Os pagamentos incluíram faturas de cartão de crédito, financiamento de veículo e outras despesas para o ex-chefe de gabinete. Os detalhes constam em representações da PF que motivaram inquéritos sob relatoria do ministro André Mendonça, do Supremo Tribunal Federal (STF).
A investigação aponta que os pagamentos ocorreram em paralelo a conversas entre a lobista e o ex-chefe de gabinete. A PF detalhou que os valores abrangem joias de diamantes no valor de R$ 9.000, R$ 95 mil em um cartão do Banco do Brasil, R$ 36 mil em boletos de financiamento e R$ 48 mil em consórcio.
A defesa do ex-chefe de gabinete negou ter recebido documentos de compras ou licitações do Ministério da Saúde.
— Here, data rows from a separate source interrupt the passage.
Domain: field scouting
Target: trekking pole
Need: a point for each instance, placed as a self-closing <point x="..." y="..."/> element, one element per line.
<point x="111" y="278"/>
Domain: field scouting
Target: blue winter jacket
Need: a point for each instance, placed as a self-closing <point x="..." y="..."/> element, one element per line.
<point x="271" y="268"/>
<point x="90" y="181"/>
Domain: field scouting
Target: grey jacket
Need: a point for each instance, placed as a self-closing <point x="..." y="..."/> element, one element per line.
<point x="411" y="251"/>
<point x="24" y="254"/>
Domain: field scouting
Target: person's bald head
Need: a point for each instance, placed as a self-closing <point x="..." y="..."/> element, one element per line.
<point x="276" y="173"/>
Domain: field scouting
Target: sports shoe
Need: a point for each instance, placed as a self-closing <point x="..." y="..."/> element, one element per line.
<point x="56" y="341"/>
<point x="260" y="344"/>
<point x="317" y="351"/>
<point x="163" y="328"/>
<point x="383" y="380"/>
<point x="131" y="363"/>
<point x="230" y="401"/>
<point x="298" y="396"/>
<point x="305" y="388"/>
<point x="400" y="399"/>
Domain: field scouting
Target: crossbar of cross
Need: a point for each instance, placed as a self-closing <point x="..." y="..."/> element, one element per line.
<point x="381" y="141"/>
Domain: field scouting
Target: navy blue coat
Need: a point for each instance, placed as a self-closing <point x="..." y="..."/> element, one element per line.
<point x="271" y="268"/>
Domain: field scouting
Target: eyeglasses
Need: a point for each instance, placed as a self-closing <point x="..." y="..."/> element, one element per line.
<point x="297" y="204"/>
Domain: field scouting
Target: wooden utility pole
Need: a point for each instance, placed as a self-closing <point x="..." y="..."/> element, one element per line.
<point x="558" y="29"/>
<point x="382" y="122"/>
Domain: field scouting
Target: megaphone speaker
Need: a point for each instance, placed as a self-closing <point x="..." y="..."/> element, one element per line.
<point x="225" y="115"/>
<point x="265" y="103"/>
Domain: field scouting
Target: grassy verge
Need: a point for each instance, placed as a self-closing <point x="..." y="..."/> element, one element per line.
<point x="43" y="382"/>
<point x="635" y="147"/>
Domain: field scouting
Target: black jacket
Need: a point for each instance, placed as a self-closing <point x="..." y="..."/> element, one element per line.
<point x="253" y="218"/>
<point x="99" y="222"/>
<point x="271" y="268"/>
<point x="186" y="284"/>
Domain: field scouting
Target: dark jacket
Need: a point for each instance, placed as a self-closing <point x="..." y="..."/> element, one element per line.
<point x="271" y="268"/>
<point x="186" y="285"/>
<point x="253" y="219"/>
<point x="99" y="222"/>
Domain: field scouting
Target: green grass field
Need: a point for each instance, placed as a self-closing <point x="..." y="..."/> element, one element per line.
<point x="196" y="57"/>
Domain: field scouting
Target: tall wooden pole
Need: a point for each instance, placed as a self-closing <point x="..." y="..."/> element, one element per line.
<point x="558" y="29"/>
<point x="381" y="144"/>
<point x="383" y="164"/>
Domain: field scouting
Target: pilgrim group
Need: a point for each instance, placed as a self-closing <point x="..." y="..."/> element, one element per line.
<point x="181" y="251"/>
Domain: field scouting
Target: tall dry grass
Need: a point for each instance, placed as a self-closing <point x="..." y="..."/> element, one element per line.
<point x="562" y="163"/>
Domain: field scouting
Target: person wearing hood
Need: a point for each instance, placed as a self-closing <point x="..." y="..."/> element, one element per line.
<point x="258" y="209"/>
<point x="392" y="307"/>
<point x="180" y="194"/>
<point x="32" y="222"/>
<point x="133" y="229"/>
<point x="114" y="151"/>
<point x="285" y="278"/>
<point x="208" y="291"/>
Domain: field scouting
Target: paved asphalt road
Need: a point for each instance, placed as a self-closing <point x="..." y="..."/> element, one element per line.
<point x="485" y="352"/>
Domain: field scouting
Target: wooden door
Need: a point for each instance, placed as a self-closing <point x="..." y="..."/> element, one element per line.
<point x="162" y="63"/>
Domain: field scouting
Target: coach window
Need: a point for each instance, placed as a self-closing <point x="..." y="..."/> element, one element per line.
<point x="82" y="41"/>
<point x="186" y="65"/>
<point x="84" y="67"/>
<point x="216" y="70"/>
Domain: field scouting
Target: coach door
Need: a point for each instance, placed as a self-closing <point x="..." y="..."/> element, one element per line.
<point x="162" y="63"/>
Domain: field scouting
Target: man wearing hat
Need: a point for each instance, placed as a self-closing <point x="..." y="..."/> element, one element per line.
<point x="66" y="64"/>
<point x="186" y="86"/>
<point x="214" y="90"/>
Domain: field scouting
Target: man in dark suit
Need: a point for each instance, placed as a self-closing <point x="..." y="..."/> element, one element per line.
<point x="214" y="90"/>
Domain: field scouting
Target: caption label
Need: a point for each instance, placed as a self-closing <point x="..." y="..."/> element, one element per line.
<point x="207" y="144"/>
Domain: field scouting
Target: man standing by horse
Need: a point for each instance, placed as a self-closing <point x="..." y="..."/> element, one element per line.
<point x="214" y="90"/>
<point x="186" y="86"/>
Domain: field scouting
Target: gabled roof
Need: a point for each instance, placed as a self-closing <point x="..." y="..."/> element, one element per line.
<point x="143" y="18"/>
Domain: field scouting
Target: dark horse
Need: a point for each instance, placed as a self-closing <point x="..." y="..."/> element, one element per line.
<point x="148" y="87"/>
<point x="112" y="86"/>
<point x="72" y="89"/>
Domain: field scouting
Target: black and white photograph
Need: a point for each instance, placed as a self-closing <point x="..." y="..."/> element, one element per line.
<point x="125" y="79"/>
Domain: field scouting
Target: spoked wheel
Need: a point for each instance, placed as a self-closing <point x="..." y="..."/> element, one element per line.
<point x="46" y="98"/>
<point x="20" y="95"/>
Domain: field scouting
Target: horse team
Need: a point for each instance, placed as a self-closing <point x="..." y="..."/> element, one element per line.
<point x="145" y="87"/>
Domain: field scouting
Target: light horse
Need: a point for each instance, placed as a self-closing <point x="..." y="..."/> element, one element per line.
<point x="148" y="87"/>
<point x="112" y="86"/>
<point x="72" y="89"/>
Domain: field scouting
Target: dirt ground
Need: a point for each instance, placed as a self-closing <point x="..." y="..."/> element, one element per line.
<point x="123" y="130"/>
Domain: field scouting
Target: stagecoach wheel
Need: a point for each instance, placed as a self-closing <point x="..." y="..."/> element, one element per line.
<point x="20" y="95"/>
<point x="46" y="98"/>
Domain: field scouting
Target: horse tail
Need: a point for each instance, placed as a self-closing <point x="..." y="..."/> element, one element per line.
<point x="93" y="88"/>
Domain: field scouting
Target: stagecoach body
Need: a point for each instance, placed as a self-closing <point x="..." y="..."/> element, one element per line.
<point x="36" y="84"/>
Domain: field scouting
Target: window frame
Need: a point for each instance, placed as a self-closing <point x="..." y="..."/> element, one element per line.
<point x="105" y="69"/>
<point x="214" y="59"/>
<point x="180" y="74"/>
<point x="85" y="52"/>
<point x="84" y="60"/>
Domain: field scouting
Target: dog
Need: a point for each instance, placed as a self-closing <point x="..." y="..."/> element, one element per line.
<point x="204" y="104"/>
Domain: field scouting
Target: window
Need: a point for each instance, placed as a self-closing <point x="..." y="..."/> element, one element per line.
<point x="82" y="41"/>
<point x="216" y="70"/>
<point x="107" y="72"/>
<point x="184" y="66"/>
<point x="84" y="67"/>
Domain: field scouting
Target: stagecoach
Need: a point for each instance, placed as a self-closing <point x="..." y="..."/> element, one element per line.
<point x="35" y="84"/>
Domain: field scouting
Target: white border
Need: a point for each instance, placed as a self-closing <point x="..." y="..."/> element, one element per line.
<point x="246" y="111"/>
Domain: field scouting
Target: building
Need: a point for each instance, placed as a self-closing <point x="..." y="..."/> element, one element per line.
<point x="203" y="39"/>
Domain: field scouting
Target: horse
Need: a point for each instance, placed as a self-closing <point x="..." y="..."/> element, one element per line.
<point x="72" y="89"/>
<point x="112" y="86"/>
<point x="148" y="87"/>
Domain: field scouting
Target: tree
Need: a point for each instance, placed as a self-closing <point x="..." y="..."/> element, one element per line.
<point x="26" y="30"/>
Os advogados alegaram que os valores citados são referentes a empréstimo pessoal e que o vazamento visa distorcer fatos.
A polícia afirmou que os pagamentos ocorreram sem tratativas claras em muitos casos. Em uma ocasião, o ex-chefe de gabinete pediu que a lobista pagasse uma parcela de fatura, classificando a manobra como presente de aniversário de sua filha.